Someone asked earlier- what are these other services & activities? There may be similar things we could suggest, or if you called around, you may find another way for her to do these things. As Joyce said, ask her if it's worth going to speech therapy to continue these. And, actually, if she said yes, I might see if there was a suitable substitution for her, anyway - her choice, of course.

Caren

crystal rid

There is an equine therapy program here that allows her to ride horse (her absolute most favorite things in the world) that a child must be receiving some form of therapy to qualify for. She could just take horseback riding lessons but they run 25.00+an hour and I can t afford them. So for us horse riding requires speeches or some other kind of therapy. We could possibly stop speech for a while IF she could get into some other form of therapy then she would still qualify for the equine therapy.

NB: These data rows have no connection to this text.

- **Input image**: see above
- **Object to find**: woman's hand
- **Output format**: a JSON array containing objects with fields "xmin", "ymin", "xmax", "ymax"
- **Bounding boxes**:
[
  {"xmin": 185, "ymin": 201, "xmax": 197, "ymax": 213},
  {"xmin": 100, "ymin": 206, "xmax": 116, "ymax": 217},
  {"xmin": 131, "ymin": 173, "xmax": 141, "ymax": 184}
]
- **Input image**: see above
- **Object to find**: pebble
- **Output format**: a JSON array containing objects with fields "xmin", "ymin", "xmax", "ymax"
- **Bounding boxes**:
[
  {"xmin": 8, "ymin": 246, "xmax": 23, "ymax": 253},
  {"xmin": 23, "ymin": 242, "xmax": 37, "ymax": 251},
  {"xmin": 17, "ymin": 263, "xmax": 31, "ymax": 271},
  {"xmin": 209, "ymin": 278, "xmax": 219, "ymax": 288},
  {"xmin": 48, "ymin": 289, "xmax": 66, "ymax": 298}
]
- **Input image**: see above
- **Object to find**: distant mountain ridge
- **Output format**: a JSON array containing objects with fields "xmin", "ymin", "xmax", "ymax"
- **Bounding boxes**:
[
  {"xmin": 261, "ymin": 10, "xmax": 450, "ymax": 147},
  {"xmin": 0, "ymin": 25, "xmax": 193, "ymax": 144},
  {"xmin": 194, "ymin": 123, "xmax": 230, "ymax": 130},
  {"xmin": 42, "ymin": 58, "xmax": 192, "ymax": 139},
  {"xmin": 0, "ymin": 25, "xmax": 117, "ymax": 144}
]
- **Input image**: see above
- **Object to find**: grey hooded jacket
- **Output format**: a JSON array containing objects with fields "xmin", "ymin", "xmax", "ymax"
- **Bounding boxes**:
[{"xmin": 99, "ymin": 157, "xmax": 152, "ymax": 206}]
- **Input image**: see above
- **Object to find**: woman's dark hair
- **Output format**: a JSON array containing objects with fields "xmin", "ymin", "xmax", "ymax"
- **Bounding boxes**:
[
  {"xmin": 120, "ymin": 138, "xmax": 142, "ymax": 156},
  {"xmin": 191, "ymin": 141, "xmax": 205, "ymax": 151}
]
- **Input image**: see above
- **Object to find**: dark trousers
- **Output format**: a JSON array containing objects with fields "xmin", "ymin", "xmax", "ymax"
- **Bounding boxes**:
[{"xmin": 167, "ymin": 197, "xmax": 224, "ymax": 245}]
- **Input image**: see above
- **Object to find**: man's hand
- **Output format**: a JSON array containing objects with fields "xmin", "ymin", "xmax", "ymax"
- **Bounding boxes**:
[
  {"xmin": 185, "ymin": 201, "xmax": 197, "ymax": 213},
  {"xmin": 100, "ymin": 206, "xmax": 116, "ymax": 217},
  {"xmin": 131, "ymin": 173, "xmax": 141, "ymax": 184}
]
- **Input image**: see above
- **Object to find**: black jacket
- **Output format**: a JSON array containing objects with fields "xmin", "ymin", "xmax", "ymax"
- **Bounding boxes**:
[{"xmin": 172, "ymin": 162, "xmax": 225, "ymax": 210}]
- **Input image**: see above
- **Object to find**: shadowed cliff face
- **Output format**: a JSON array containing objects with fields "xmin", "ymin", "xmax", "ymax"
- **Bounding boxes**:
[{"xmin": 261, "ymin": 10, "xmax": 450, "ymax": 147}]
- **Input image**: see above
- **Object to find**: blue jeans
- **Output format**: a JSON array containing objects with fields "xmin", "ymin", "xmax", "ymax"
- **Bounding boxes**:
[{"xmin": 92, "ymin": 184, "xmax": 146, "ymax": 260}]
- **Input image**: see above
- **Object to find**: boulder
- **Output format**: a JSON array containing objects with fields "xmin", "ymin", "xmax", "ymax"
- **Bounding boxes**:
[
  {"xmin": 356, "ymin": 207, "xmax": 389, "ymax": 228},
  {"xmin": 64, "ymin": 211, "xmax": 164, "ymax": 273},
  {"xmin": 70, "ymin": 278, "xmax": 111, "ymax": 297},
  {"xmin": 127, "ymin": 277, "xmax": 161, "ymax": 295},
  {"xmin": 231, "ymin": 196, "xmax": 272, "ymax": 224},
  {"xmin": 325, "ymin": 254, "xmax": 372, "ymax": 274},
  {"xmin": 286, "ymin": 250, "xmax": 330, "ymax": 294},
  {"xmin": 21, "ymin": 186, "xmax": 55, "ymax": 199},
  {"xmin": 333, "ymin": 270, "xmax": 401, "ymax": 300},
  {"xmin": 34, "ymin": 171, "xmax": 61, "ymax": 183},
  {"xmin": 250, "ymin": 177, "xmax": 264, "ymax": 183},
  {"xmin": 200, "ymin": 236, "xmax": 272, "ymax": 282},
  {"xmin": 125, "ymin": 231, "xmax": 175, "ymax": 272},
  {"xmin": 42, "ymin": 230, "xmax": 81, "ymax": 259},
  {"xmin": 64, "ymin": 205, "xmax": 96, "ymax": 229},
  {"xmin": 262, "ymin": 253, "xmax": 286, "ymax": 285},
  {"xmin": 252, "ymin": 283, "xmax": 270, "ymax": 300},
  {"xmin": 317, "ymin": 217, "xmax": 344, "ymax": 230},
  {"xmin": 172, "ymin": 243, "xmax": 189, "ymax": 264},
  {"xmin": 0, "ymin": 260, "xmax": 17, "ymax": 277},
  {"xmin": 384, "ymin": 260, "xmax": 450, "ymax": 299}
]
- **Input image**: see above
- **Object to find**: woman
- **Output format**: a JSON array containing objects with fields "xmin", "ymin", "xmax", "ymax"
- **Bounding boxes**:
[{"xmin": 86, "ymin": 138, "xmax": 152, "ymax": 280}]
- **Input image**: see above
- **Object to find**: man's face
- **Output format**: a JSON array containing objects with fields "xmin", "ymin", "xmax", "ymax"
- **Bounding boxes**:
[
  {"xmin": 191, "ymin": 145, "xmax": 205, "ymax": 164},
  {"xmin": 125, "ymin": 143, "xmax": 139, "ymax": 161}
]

On Thu May 13th, 2010 5:39 AM CDT NCMama wrote:

>
>--- In [email protected], crystal rid <cryway2@...> But then I remember the other services she very much enjoys and would loose out on if I do take her out. And it all leaves me confused.
>
>Someone asked earlier- what are these other services & activities? There may be similar things we could suggest, or if you called around, you may find another way for her to do these things. As Joyce said, ask her if it's worth going to speech therapy to continue these. And, actually, if she said yes, I might see if there was a suitable substitution for her, anyway - her choice, of course.
>
>Caren
>
>

Joyce Fetteroll

On May 13, 2010, at 8:29 AM, crystal rid wrote:

> We could possibly stop speech for a while IF she could get into
> some other form of therapy then she would still qualify for the
> equine therapy.

You're saying we. But what are *her* thoughts? What does she want to do?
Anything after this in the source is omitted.